Restrict comms_by_user/email_counts_by_user to matched-investor email

Both NL-query intents counted/listed a user's ENTIRE captured sent corpus
(internal, vendor, personal mail) rather than only email to a matched investor
— they were missing the `EXISTS email_investor_links` gate that recent_emails
and the Communications panel's query_email_activity use. Their own docstrings
said "investor emails", so the behavior was wrong, not just loose.

Add the matched-only gate to both, mirroring query_email_activity. The runner
test now seeds an unmatched sent email and asserts it is excluded (without the
fix comms_by_user returns 3 not 2, this_week 2 not 1) — the prior fixture
linked every email, so the leak went uncaught.

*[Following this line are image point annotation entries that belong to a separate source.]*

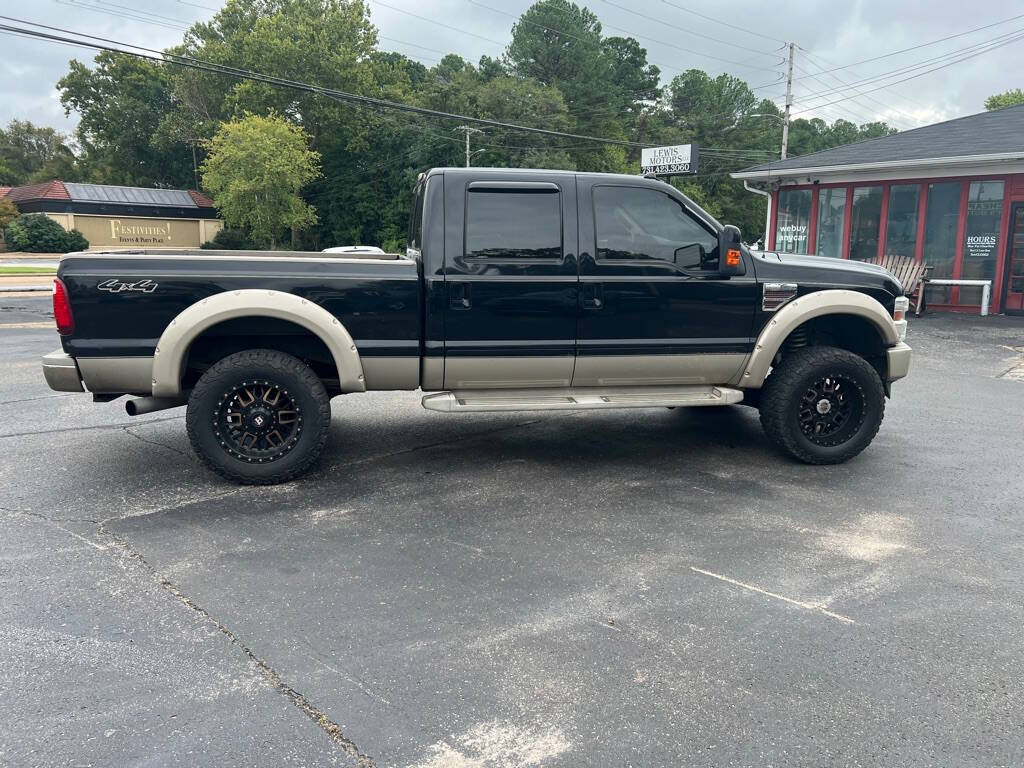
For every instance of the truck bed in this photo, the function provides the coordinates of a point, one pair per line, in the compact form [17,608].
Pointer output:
[124,300]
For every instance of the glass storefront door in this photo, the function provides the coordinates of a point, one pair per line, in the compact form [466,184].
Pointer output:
[1014,303]
[981,237]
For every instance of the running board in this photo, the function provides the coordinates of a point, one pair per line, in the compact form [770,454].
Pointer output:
[579,399]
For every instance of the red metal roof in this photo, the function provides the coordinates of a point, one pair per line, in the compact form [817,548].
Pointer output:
[201,200]
[45,190]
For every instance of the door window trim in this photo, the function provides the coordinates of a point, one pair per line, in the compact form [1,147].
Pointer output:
[644,262]
[543,187]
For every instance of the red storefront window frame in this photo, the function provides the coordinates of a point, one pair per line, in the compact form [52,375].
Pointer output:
[922,183]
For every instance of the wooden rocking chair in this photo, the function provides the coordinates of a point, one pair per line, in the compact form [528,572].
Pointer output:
[911,274]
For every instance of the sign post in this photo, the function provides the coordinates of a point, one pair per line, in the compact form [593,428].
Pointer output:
[680,160]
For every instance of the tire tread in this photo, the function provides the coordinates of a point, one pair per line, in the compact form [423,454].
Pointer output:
[785,379]
[231,367]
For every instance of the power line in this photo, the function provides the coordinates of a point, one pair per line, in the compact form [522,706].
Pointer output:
[724,24]
[923,45]
[663,23]
[521,19]
[435,22]
[816,61]
[950,58]
[934,69]
[859,115]
[370,101]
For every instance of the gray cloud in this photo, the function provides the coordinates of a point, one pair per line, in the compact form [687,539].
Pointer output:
[829,34]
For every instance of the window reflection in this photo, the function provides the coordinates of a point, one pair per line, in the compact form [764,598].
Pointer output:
[832,215]
[981,239]
[901,225]
[793,226]
[864,223]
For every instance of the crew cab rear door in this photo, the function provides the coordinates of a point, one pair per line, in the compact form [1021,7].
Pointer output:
[511,280]
[653,308]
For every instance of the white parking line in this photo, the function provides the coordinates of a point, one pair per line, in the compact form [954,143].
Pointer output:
[800,603]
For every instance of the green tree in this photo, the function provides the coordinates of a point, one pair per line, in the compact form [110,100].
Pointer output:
[8,212]
[37,232]
[255,170]
[1007,98]
[121,103]
[30,153]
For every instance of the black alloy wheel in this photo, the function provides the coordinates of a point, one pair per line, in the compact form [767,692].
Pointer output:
[258,417]
[822,404]
[258,421]
[832,410]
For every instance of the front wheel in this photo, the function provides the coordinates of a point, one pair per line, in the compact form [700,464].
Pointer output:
[258,417]
[822,404]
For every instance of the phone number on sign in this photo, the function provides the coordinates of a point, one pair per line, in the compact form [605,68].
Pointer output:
[671,168]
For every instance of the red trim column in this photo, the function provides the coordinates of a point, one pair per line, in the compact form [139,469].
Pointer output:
[919,244]
[1003,248]
[961,228]
[774,219]
[812,225]
[884,220]
[847,222]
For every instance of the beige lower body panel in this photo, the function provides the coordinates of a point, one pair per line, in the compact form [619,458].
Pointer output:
[899,361]
[505,373]
[655,370]
[391,373]
[578,398]
[117,375]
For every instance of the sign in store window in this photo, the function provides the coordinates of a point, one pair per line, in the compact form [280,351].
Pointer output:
[794,222]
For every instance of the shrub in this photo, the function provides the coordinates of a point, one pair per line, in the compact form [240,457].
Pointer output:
[229,240]
[8,212]
[36,232]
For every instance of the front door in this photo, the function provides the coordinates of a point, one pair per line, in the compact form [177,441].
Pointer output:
[1014,303]
[653,309]
[511,281]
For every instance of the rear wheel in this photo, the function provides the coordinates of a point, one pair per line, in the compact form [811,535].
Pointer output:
[258,417]
[822,404]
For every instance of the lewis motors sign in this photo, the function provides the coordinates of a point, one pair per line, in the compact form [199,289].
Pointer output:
[680,160]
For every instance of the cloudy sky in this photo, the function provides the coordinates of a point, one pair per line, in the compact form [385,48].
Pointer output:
[744,38]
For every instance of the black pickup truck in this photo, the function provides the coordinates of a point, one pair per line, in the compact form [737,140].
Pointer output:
[519,290]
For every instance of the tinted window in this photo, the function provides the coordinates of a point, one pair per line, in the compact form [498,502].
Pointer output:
[519,224]
[636,223]
[416,220]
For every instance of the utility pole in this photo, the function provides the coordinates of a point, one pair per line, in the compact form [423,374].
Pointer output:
[468,129]
[788,104]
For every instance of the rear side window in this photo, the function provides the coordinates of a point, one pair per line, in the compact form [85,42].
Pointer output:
[513,224]
[416,219]
[637,223]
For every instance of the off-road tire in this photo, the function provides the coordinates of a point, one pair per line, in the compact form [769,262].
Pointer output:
[782,399]
[296,380]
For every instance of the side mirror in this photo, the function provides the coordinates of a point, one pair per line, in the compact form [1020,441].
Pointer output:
[730,257]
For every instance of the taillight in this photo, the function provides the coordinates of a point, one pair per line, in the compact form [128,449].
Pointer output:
[61,308]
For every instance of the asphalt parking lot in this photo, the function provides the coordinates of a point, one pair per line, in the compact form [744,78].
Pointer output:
[646,588]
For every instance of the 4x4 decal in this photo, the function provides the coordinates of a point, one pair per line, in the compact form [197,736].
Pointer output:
[117,286]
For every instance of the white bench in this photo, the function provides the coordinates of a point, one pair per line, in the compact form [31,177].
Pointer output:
[986,289]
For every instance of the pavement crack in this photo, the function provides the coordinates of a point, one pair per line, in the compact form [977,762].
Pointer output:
[128,430]
[85,429]
[300,700]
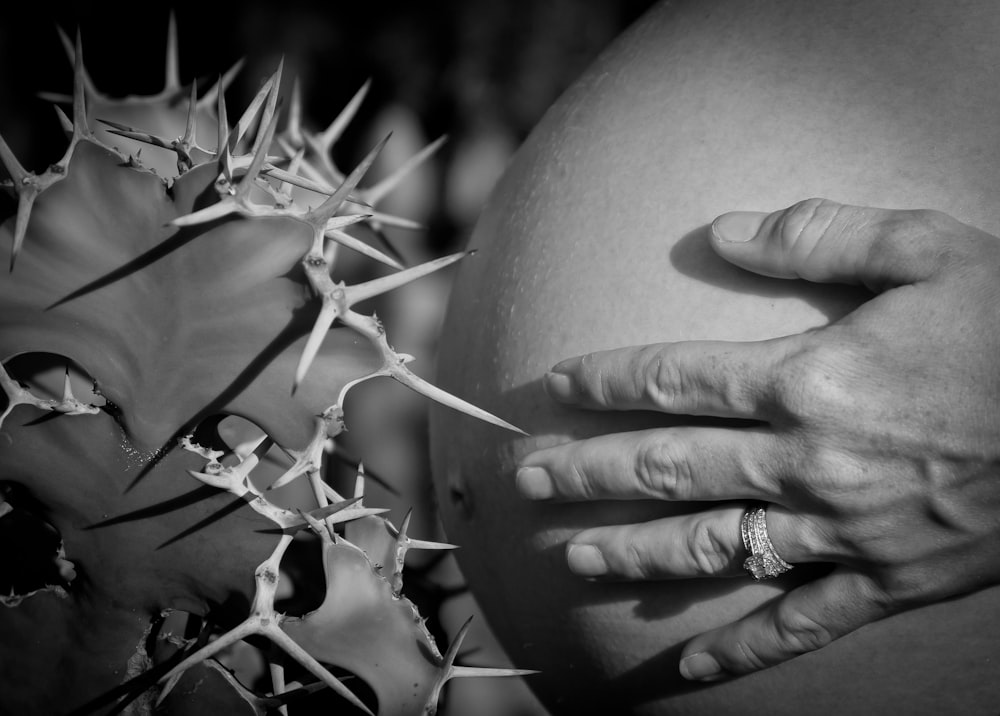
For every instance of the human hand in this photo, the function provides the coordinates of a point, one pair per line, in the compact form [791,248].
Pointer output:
[875,441]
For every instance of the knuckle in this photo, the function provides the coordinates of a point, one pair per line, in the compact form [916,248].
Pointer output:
[640,562]
[798,632]
[748,658]
[918,233]
[578,481]
[803,224]
[830,481]
[810,381]
[661,376]
[661,471]
[712,551]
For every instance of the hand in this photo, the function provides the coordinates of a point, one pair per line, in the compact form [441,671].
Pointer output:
[876,440]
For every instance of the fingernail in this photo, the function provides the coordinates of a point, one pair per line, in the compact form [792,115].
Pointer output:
[559,386]
[586,560]
[534,483]
[701,666]
[738,226]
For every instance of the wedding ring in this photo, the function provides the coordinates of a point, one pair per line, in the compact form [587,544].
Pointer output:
[763,562]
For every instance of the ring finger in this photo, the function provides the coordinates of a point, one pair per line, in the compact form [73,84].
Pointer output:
[682,464]
[707,543]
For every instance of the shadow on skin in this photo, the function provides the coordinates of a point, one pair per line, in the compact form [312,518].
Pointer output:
[693,256]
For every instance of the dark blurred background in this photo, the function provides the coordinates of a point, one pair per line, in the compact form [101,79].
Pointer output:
[483,73]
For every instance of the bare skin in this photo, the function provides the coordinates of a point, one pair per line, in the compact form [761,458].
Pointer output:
[874,440]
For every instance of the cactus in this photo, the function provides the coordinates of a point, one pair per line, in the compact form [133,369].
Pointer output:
[159,285]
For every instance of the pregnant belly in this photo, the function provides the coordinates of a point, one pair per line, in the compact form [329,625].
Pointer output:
[595,239]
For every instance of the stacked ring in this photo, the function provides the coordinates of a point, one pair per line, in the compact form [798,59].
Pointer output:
[763,562]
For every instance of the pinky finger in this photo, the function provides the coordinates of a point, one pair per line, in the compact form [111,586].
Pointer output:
[803,620]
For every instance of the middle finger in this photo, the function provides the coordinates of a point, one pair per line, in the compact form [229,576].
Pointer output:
[683,464]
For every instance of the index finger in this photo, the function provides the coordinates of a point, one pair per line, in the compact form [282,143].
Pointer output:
[715,378]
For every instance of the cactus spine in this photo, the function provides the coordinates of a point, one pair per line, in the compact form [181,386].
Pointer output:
[189,291]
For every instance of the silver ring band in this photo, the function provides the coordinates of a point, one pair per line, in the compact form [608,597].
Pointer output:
[763,562]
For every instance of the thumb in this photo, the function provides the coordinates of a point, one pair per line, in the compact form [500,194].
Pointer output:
[821,240]
[803,620]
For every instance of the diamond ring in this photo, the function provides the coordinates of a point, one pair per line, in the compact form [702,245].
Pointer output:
[763,562]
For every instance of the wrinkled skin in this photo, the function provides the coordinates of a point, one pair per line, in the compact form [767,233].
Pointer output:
[874,439]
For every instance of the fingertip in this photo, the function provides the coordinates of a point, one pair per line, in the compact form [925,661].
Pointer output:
[534,483]
[737,227]
[586,560]
[701,666]
[559,386]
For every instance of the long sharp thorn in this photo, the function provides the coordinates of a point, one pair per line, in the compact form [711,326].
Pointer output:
[259,157]
[116,125]
[332,509]
[294,127]
[314,667]
[220,87]
[65,122]
[425,544]
[223,120]
[190,125]
[71,56]
[359,483]
[456,644]
[413,381]
[345,239]
[323,322]
[171,678]
[17,172]
[342,222]
[375,287]
[459,672]
[301,182]
[67,387]
[209,213]
[337,127]
[25,201]
[330,207]
[80,126]
[172,77]
[263,138]
[250,114]
[379,191]
[143,137]
[397,221]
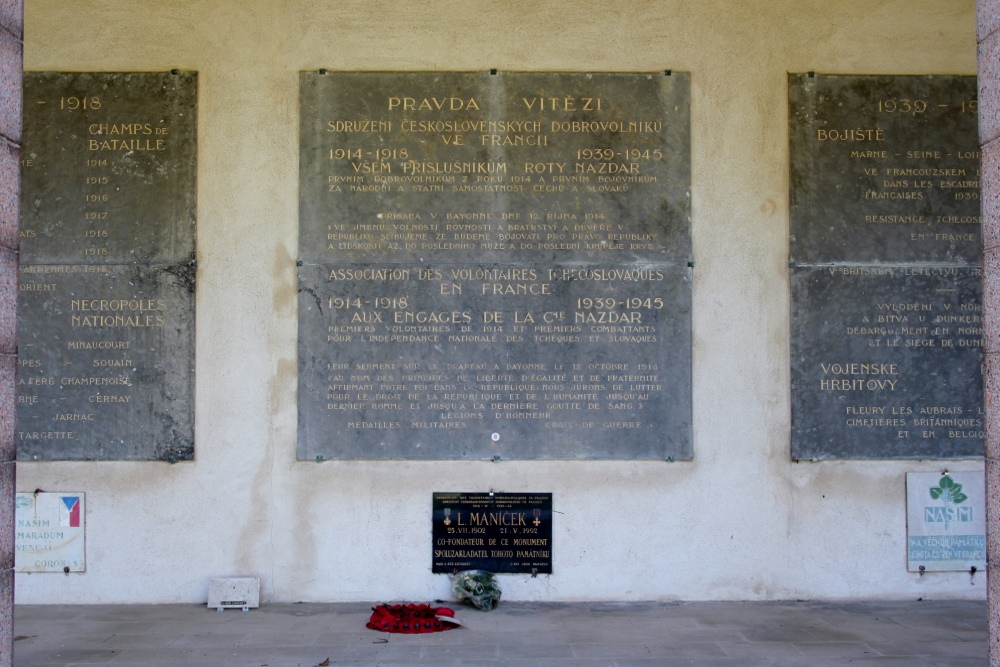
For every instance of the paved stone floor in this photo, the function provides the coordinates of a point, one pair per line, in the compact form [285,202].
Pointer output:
[581,634]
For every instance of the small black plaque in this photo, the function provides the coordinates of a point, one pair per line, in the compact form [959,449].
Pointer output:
[109,167]
[105,363]
[496,532]
[885,362]
[495,265]
[884,168]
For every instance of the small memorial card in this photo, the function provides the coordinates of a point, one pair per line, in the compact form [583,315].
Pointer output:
[49,533]
[945,521]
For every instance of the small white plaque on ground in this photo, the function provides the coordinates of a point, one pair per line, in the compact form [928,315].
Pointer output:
[49,533]
[945,521]
[234,593]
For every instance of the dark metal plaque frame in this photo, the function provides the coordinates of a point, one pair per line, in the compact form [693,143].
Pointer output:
[107,278]
[494,265]
[886,283]
[496,532]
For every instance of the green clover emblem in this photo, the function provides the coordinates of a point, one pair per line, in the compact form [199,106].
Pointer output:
[948,492]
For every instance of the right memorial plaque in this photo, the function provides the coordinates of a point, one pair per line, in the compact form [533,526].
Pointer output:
[885,271]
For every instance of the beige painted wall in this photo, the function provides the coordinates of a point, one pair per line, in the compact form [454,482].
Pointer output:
[740,522]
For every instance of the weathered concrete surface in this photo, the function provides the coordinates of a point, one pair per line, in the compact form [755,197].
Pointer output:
[11,58]
[989,112]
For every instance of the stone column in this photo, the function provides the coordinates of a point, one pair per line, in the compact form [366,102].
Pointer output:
[11,68]
[988,35]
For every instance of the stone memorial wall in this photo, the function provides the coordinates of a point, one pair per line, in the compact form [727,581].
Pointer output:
[494,265]
[107,276]
[885,270]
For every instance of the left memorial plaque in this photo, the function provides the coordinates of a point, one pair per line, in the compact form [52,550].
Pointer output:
[106,297]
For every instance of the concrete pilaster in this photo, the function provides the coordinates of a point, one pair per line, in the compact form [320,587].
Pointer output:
[988,34]
[11,68]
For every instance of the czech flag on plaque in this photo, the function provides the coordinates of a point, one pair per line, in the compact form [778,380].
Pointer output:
[69,512]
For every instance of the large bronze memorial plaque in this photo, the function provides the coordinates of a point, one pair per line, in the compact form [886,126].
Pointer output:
[107,276]
[886,282]
[886,362]
[494,265]
[109,167]
[884,169]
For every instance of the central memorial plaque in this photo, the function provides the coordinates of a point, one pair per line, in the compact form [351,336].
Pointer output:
[494,265]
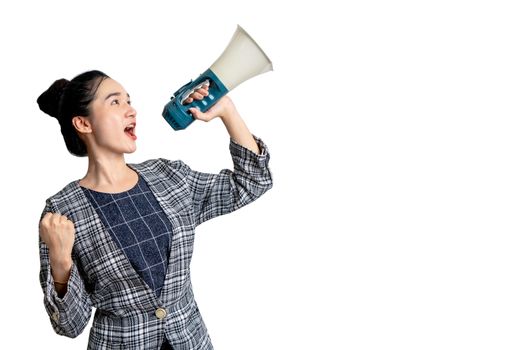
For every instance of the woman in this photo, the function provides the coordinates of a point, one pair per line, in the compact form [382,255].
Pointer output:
[121,238]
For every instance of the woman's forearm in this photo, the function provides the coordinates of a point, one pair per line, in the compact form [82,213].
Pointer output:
[238,130]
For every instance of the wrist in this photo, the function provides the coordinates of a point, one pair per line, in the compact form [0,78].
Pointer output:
[61,265]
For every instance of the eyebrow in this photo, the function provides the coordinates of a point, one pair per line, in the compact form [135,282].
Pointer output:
[114,94]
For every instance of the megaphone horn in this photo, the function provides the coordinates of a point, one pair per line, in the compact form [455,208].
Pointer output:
[241,60]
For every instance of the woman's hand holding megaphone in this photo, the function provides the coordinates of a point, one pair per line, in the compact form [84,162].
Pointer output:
[223,108]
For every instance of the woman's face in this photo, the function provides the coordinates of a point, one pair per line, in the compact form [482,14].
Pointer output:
[112,120]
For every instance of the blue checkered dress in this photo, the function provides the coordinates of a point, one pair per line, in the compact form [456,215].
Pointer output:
[140,228]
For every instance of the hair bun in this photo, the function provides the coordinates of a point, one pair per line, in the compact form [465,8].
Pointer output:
[49,100]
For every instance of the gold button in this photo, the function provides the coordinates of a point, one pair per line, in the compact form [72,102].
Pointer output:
[160,313]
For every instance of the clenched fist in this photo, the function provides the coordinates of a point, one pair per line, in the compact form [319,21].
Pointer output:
[58,233]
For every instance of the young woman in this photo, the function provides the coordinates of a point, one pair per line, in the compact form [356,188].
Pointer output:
[121,238]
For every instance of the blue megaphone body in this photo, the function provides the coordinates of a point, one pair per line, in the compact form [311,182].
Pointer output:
[241,60]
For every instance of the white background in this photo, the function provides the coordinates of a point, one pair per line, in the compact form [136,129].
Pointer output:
[396,132]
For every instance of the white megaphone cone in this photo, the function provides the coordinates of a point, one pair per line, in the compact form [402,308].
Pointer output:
[241,60]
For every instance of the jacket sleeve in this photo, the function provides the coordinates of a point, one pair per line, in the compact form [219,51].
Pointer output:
[218,194]
[70,314]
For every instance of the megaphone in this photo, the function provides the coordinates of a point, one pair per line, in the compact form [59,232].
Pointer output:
[241,60]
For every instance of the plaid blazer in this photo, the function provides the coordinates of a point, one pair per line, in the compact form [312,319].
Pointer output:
[128,313]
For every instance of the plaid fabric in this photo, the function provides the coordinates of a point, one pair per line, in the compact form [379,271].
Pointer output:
[128,313]
[140,228]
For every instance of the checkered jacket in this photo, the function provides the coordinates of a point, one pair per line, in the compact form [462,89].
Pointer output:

Also documents the matched-only rule in the nl-query guide, and refreshes the
AGENTS.md Current state (v93 deployed; this fix pending a v94 s9pk since the
intents run on the box, not the bot).
This commit is contained in:
Keysat
2026-06-18 20:24:52 -05:00
parent f7b03ee109
commit 2d43bad6fc
4 changed files with 38 additions and 10 deletions
+12 -2
View File
@@ -101,6 +101,15 @@ def seed(conn):
email("edel", "grant@ten31.xyz", "Grant Smith", 0, "i_beta", "a_grant", 1, deleted=True) # tombstoned
email("ej", "jon@ten31.xyz", "Jonathan Lee", 0, "i_acme", "a_jon", 1) # jonathan today
email("ein", "alice@acme.com", "Alice Acme", 3, "i_acme", "a_grant", 0) # inbound 3d
# an UNMATCHED sent email by Grant (NO email_investor_links row) — captured, but not to a
# known investor. The investor-email intents are matched-only, so it must be EXCLUDED from
# comms_by_user / email_counts_by_user; without the matched-only filter it would inflate both.
c("INSERT INTO emails (id, rfc_message_id, from_email, from_name, sent_at, subject, "
"is_matched, match_status) VALUES ('eunm','rfc_eunm','grant@ten31.xyz','Grant Smith',?,"
"'Internal: team lunch',0,'unmatched')", (_ago(0),))
c("INSERT INTO email_account_messages (id, email_id, account_id, gmail_message_id, "
"gmail_thread_id, is_sent, deleted_at) VALUES "
"('eam_eunm','eunm','a_grant','g_eunm','t_eunm',1,NULL)")
# communications (the other recency leg) — Delta has ONLY comms: one live (5d), one tombstoned
# (today). If the soft-delete filter broke, Delta would read as contacted today.
@@ -187,9 +196,10 @@ def main():
r = run("investor_last_contact", {"name": "beta"})
check(r["rows"][0]["days_since"] >= 39, "investor_last_contact days_since")
check(run("comms_by_user", {"user": "Grant"})["row_count"] == 2,
"comms_by_user: grant's 2 live outbound (tombstoned excluded)")
"comms_by_user: grant's 2 live MATCHED outbound (tombstoned + unmatched excluded)")
r = run("email_counts_by_user", {"user": "grant"})
check(r["rows"][0]["this_week"] == 1, "email_counts this_week = 1 live (tombstoned excluded)")
check(r["rows"][0]["this_week"] == 1,
"email_counts this_week = 1 live matched (tombstoned + unmatched excluded)")
check(r["rows"][0]["ytd"] >= 1, "email_counts ytd")
print("trust boundary")